Architecture
Pipeline Overview
GitHub Repos
│
▼
Phase 1: Data Collection
├─ github_scraper.py → filter high-quality repos
├─ vscode_automation.py → headless Monaco screenshot capture
└─ sqlite_catalog.py → track in catalog.db
│
▼
Phase 2: Preprocessing
├─ hf_dataset_converter.py → PNG + source.txt → HF Dataset
├─ chat_formatter.py → Qwen chat message format
└─ upload_to_hub.py → push to HuggingFace Hub
│
▼
Phase 3: Vision Model (local RTX 5060 Ti)
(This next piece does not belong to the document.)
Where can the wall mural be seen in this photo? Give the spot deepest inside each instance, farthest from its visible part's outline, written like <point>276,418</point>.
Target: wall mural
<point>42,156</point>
├─ Swin-B (frozen) vision encoder
├─ MLP projector
└─ Qwen2.5-Coder-1.5B + LoRA decoder
│
▼
Phase 4: Qwen Fine-tuning (cloud A100)
├─ Qwen2.5-Coder-14B-Instruct
├─ LoRA sweep: conservative / standard / aggressive
└─ Full training on top-2 configs
│
▼
Phase 5: GGUF Deployment
├─ Merge LoRA weights
├─ GGUF Q4_K_M quantization via llama.cpp
└─ Upload to HuggingFace Hub
│
▼
Phase 6: Inference (planned)
├─ vLLM serving
├─ Qwen-Agent integration
└─ MCP tool interface Capture Format
Each screenshot capture is stored as:
data/sample-data/captures/
<2-char-hex>/
<16-char-sha256>/
0000.png # First viewport screenshot
0001.png # Scrolled continuation
source.txt # Full source code
metadata.json # language, line_count, theme, viewport Dataset Format
Each training sample follows the Qwen chat format:
{
"messages": [
{
"role": "user",
"content": [
{"type": "image", "image": "<base64-webp>"},
{"type": "text", "text": "Generate the source code shown in this VS Code screenshot."}
]
},
{
"role": "assistant",
"content": "<source code>"
}
]
}